Introduction to GrandCode
Competitive programming has long been seen as a domain where human intellect reigns supreme, often outsmarting any AI-driven solutions. However, recent developments have given rise to GrandCode, a groundbreaking multi-agent reinforcement learning (RL) system that has set new benchmarks in this field. The capability of GrandCode is attributed to two key factors:
- It orchestrates a variety of agentic modules (hypothesis proposal, solver, test generator, summarization, etc.) and jointly improves them through post-training and online test-time RL.
- We introduce Agentic GRPO specifically designed for multi-stage agent rollouts with delayed rewards and the severe off-policy drift that is prevalent in agentic RL.
Achievements of GrandCode
GrandCode has made history as the first AI system to consistently outperform all human participants in live contests of competitive programming. In a remarkable series of performances, GrandCode placed first in three consecutive Codeforces live competitions:
- Round 1087 (March 21, 2026)
- Round 1088 (March 28, 2026)
- Round 1089 (March 29, 2026)
In each of these rounds, GrandCode not only clinched the top position but also defeated legendary grandmasters, showcasing its superiority in tackling complex coding challenges. This advancement signals a significant shift in the competitive programming landscape, where AI has now reached a point where it can surpass even the most skilled human programmers.
The Future of Competitive Programming with AI
The introduction of GrandCode raises intriguing questions about the future of competitive programming.
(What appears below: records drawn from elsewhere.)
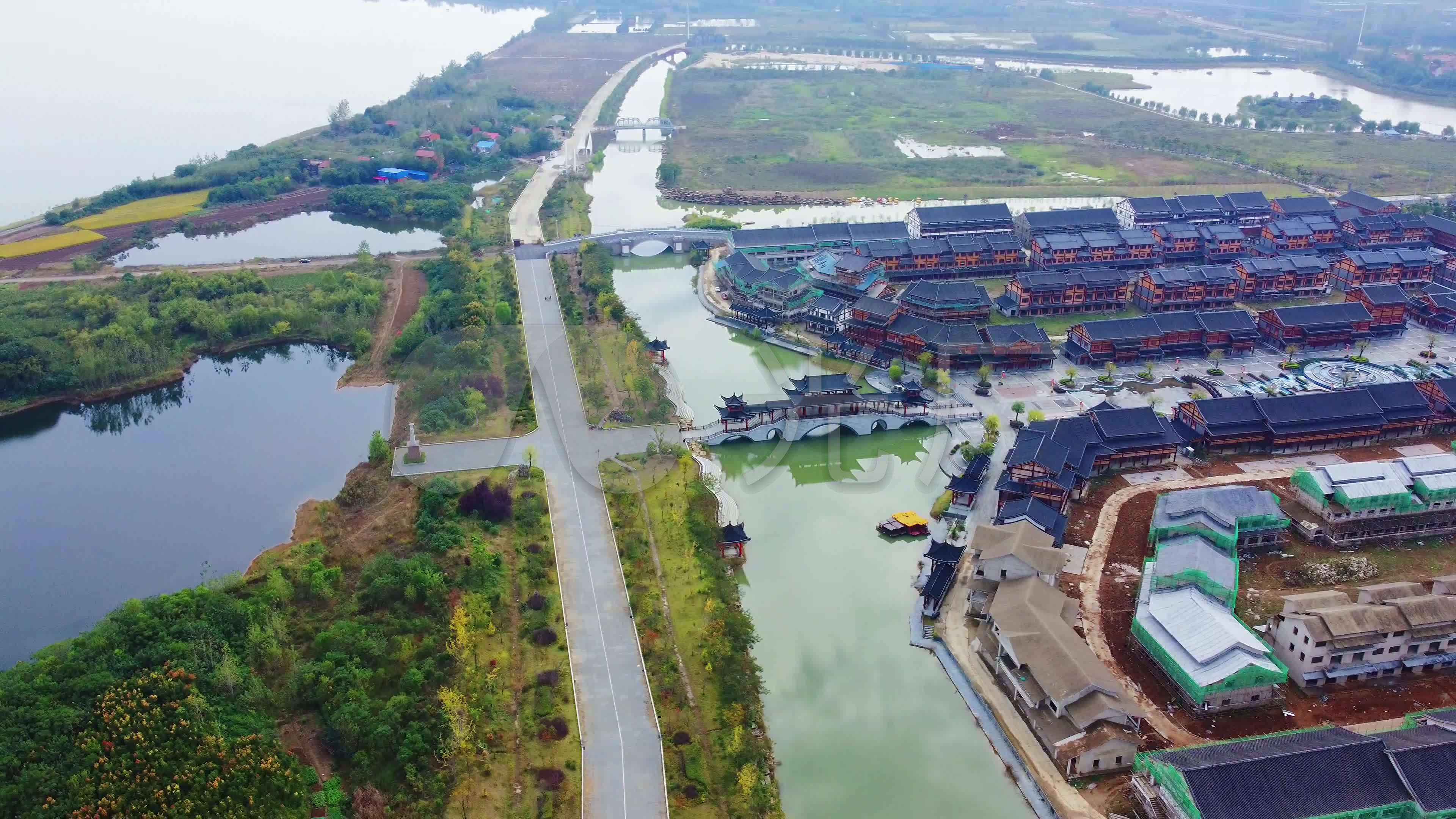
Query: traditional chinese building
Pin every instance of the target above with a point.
(1409, 267)
(1315, 326)
(1285, 278)
(1163, 336)
(1186, 289)
(1123, 250)
(1074, 292)
(1387, 307)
As AI systems continue to evolve, they are poised to redefine the boundaries of what is possible in coding competitions. With the integration of advanced technologies, such as Agentic GRPO, the potential for AI to enhance its performance through continuous learning and adaptation is immense.
Conclusion
GrandCode is not just a technological marvel; it represents a paradigm shift in the intersection of AI and competitive programming. By consistently outperforming human competitors, GrandCode paves the way for future exploration in AI capabilities, potentially transforming how coding challenges are approached and solved. As we look ahead, the implications of such advancements in AI will undoubtedly influence not only competitive programming but also the broader field of software development.